Repository: spark
Updated Branches:
  refs/heads/master d1d5069aa -> 0557a4545


[SPARK-16750][ML] Fix GaussianMixture training failed due to feature column 
type mistake

## What changes were proposed in this pull request?
ML ```GaussianMixture``` training failed due to feature column type mistake. 
The feature column type should be ```ml.linalg.VectorUDT``` but got 
```mllib.linalg.VectorUDT``` by mistake.
See [SPARK-16750](https://issues.apache.org/jira/browse/SPARK-16750) for how to 
reproduce this bug.
Why the unit tests did not complain this errors?
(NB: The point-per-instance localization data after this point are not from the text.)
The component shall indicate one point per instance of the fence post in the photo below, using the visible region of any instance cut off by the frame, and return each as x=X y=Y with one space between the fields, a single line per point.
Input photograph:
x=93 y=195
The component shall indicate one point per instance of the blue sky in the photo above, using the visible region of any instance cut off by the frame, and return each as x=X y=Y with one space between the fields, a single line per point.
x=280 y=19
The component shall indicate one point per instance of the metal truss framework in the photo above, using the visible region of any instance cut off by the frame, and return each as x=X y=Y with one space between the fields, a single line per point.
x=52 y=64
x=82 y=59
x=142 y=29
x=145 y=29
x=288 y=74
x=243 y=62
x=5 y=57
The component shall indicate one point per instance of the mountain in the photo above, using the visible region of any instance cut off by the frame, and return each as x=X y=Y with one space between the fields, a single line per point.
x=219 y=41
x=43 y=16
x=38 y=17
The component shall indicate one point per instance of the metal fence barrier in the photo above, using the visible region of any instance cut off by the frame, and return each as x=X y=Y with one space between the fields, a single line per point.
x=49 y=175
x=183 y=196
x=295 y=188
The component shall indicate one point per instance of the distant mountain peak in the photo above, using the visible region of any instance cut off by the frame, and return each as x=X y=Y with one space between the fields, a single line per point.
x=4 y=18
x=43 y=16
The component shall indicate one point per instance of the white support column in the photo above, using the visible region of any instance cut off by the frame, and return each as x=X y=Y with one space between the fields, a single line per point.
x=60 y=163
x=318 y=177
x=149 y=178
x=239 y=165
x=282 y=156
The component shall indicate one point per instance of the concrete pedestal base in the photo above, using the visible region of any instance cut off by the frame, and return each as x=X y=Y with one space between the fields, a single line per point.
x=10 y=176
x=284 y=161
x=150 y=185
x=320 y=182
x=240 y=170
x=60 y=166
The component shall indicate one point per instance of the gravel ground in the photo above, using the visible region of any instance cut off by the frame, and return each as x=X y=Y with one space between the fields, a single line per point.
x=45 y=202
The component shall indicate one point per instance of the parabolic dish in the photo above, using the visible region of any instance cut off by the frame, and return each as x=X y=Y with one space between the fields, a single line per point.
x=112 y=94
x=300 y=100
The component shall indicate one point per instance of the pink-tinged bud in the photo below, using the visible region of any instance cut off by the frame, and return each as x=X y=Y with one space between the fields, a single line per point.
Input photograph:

Because some 
estimators/transformers missed calling ```transformSchema(dataset.schema)``` 
firstly during ```fit``` or ```transform```. I will also add this function to 
all estimators/transformers who missed in this PR.

## How was this patch tested?
No new tests, should pass existing ones.

Author: Yanbo Liang <[email protected]>

Closes #14378 from yanboliang/spark-16750.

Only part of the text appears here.